We're on Chapters 10, 11, 12, 13 & 14 this week.

Chapter 10 'Mindful Coaching: The Inner Game of Coaching Champions'

This chapter is about coaching oneself to be a good coach. It's an interesting one. I do think there is an extremely important case in who is coaching the coach.

Keith talks about mindful coaching, he's very into be aware of your own communication.

He talks about assumptions being a widespread problem, but for me, assumptions are the way we make sense of situations and are based off of previous experience, so sometimes, they can be imformative.

Keith writes down 33 assumptive driven words to challenge and we found this really useful!!

He then discusses how we should reinforce positive behaviours after a successful deal to reinforce that behaviour - where he put this in the book was really well-timed. I would've added a section about figuring out why the team won the deal and how we can then replicate that.

Keith stresses the importance of understanding the importance of how people act, understanding what makes people tick. We thought this was quite useful as we don't think many people think about the language and the way it's used.

Keith gets into use of language and he's right, he offers a case study where 2 people are discussing the same topic but using different language and not understanding one another - he offers some useful insight into how best to communicate to provide thorough understanding.

Keith's first plug for another book comes on p.180 which is a VERY refreshing change from the previous books we've read.

We thought the section 'Can you coach fear and confidence' was really interesting!

Chapter 11: 'Know Your Players: Transforming Talent Through Observation and Feedback'

Keith talks about one of my favourite subjects here - talking about the 'why' - talking about what a person's why is and why that is.

I think Keith could chat about leading the team more, a lot of this chapter was about leading the individuals.

Keith asks 'How do you determine the root cause as to why someone is a top performer and why someone is underperforming?' - which is a great question to have in your mind as a coach.

Keith's got me bought in on the world enrol - it's about getting the salespeople who work with you to agree with what's happening - this message resonated with me.

The example scripts on p.199 are great, they're really good and we'd use them.

Chapter 12: '15 Common Coaching Killers That Sabotage Coaching Success'

Not a bad chapter, you will already know about the 15 different coaching killers from reading the book already - but Keith does go over them in a lot more depth. They're a good summary!

Toxic Tactic #2 - Keith talks about valueless questions that bring people down and from our experience, he's absolutely right! Asking 'why didn't you do this' never helps a situation.

This is a brilliant book and I don't want to knock it, but it seems like he hasn't been a sales leader in his career, only a sales coach. BUT this is easily the best book we've read on the show so far.

We disagreed with Toxic Tactic #3 'Coaching People in Your Own Image' - because a lot of hugely successful companies have done this and we don't think that copying the actions of somebody who is successful at what they do is necessarily a bad thing.

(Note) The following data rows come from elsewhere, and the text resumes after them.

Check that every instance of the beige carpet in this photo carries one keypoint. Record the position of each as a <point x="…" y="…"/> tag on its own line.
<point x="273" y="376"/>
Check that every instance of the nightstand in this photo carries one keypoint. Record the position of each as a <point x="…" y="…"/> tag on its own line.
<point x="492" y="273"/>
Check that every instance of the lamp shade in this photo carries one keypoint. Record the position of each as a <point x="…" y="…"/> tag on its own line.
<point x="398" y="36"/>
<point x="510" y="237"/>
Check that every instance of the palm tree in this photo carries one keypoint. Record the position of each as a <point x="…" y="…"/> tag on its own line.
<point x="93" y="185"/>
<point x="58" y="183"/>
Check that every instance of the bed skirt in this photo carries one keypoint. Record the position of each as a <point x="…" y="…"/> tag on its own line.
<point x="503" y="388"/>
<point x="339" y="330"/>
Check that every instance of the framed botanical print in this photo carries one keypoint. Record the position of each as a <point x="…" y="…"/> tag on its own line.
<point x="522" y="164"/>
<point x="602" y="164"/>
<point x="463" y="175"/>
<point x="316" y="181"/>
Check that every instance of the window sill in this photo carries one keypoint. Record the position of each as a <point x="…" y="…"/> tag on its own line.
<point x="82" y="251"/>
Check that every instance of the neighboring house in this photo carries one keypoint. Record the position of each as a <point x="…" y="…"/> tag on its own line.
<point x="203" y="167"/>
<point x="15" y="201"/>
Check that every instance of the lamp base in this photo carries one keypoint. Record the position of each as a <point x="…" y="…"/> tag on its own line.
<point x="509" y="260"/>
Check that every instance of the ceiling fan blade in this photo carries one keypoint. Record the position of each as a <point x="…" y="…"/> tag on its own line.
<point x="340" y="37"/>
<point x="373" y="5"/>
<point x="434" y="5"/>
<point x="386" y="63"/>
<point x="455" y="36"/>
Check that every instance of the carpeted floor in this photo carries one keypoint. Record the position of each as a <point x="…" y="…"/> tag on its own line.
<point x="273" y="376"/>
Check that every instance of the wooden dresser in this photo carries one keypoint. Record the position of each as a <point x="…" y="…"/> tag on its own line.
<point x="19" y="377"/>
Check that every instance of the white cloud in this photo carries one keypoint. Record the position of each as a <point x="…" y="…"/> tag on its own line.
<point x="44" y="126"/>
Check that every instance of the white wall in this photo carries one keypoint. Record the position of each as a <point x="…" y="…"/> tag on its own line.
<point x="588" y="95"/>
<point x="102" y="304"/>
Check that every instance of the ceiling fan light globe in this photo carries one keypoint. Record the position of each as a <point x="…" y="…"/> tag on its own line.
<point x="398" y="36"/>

In general, the toxic tactic were spot on!

Chapter 13: 'Culture Shift: Sustaining The Habit of Coaching'

This is a quick, easy to read chapter with some great advice.

His comments on peer to peer coaching were great and we liked that he included this in the book!

Chapter 14: 'The Final Transformation'

We think people want to be managers because society tells them they ought to be.

Genuinely, for us, it's been the most useful book we've done on the show thus far and it's really well-written. It's also made me realise that I've grown a lot in the past couple of years as a leader, more than I thought I had, so that's good!